= Ephraim and Judah =

In the Hebrew Scriptures (Tanakh), the reference of "Ephraim and Judah" (when employed together) are merely figurative terms used for the two ancient Kingdoms of Israel. See History of Ancient Israel and Judah.

The reference of "Ephraim and Judah" is employed most frequently by the Prophets (Nevi'im) of the Hebrew Scriptures. The phrases "Israel and Judah" and "Joseph and Judah" Zechariah 10:6 are used in similar fashion, referencing the same two respective Israelite Kingdoms.

== Tribes and Kingdoms ==
Since "Ephraim" was a specific tribe of Israel, the Tribe of Ephraim, careful contextual analysis should be used when distinguishing the differences in tribal and figurative kingdom identifications within the Tanakh.
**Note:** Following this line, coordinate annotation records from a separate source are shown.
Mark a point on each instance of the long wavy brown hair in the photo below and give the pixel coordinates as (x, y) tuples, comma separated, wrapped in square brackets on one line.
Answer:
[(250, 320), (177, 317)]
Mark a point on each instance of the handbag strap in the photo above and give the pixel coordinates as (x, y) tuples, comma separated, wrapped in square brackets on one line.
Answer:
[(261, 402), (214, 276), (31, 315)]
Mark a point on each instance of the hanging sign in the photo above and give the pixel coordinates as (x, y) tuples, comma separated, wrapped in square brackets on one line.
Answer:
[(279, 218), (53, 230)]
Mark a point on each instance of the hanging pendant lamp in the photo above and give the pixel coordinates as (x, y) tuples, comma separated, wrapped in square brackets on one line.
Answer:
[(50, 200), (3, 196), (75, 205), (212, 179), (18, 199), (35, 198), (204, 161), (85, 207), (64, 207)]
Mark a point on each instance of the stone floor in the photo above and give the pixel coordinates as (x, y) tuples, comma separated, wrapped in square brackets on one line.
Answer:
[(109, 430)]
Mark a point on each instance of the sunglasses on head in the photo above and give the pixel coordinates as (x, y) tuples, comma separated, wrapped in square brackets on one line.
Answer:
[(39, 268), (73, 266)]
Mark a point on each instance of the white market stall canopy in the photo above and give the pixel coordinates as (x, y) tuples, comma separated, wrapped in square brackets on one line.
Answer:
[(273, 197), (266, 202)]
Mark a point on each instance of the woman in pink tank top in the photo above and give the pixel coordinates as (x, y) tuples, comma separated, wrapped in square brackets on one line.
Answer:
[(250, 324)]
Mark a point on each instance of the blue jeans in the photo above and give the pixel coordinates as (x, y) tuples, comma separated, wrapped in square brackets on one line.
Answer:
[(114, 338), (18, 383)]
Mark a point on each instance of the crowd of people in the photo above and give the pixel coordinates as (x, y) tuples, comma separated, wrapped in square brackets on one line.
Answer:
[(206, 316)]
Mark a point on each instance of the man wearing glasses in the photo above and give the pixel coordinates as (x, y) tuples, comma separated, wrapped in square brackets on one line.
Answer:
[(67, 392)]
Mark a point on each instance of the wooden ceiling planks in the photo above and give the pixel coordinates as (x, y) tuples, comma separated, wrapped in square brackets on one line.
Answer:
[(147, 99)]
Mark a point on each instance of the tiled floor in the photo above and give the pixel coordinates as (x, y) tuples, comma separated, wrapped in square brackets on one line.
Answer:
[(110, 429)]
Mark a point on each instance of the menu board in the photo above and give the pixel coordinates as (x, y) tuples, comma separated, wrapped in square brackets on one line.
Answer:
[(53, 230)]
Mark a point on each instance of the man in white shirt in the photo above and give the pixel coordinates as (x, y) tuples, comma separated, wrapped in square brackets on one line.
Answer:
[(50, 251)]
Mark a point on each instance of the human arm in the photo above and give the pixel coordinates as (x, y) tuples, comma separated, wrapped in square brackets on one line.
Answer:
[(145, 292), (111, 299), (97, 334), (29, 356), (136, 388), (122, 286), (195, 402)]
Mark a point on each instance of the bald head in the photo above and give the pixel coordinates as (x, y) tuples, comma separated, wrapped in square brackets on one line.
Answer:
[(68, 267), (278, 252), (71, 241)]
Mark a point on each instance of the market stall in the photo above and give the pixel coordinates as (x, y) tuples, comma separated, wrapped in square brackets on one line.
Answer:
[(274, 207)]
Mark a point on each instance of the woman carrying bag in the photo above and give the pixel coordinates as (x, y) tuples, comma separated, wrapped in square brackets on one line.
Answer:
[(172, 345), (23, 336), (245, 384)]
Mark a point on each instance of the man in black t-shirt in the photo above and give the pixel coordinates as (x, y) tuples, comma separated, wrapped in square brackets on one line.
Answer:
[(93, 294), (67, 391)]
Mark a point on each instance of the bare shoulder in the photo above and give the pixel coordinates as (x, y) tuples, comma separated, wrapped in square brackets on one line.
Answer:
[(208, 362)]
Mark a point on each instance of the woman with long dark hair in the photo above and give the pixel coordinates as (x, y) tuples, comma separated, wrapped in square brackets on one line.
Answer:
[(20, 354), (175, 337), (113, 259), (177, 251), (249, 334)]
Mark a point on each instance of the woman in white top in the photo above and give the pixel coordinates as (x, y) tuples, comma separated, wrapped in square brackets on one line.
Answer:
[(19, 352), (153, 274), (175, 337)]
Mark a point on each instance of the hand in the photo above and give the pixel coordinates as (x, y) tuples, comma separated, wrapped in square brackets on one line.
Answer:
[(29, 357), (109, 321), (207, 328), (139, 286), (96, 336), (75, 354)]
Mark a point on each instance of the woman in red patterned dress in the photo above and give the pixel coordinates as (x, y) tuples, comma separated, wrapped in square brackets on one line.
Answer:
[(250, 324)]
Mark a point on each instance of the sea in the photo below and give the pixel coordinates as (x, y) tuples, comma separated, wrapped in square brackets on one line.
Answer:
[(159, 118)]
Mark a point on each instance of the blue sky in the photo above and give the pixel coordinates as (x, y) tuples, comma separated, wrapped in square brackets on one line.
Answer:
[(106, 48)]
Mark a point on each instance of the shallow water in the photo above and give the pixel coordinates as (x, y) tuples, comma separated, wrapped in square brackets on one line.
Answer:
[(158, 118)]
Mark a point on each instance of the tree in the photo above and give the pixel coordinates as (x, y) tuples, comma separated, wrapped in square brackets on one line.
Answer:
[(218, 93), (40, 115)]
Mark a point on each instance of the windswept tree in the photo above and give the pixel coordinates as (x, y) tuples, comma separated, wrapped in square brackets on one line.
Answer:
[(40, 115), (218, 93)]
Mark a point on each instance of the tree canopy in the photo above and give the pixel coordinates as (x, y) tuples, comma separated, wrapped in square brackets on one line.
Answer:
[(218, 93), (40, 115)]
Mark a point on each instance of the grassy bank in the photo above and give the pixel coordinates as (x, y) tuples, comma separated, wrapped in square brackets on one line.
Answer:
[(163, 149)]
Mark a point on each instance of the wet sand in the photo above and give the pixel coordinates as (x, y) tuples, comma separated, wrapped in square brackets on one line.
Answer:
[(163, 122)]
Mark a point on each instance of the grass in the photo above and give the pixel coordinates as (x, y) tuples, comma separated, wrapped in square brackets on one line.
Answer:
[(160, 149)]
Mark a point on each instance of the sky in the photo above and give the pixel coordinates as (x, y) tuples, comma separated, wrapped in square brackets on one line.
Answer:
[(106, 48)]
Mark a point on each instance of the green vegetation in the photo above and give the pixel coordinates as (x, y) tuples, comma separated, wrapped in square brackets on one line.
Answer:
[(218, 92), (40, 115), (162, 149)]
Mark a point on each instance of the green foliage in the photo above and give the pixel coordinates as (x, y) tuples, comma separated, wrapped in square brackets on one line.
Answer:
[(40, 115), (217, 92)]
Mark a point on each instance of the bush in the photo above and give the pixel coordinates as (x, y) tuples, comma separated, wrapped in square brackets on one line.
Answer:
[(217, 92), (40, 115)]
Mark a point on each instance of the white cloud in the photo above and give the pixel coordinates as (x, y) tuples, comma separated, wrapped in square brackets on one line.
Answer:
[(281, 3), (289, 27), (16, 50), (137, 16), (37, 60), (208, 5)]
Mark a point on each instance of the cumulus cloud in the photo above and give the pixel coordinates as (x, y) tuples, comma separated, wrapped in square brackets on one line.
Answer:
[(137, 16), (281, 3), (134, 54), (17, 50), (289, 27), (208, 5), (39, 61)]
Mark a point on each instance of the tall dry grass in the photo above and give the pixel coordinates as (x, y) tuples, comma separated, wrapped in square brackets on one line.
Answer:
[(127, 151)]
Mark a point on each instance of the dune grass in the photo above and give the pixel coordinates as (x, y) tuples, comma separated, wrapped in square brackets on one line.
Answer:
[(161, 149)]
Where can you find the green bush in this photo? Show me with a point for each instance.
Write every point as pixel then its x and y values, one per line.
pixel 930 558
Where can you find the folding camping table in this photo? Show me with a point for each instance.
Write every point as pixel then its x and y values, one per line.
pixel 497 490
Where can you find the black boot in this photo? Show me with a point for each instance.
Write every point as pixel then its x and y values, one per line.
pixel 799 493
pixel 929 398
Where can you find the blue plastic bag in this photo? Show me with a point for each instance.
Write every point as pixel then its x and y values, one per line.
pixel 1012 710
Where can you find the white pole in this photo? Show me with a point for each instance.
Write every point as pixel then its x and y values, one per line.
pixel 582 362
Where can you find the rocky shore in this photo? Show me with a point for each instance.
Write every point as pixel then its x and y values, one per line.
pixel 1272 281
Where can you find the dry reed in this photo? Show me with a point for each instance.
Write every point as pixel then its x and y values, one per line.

The prophets used the terms "Ephraim", "Joseph", and "Israel" interchangeably, speaking of the same entity, the Northern Kingdom of Israel, the House of Israel, or the House of Joseph. Zechariah 10:6

"Judah", likewise was a name used for both a tribe and kingdom (the tribe of Judah, the Kingdom of Judah, the House of Judah, and even the House of David (King David being a descendant of Judah)).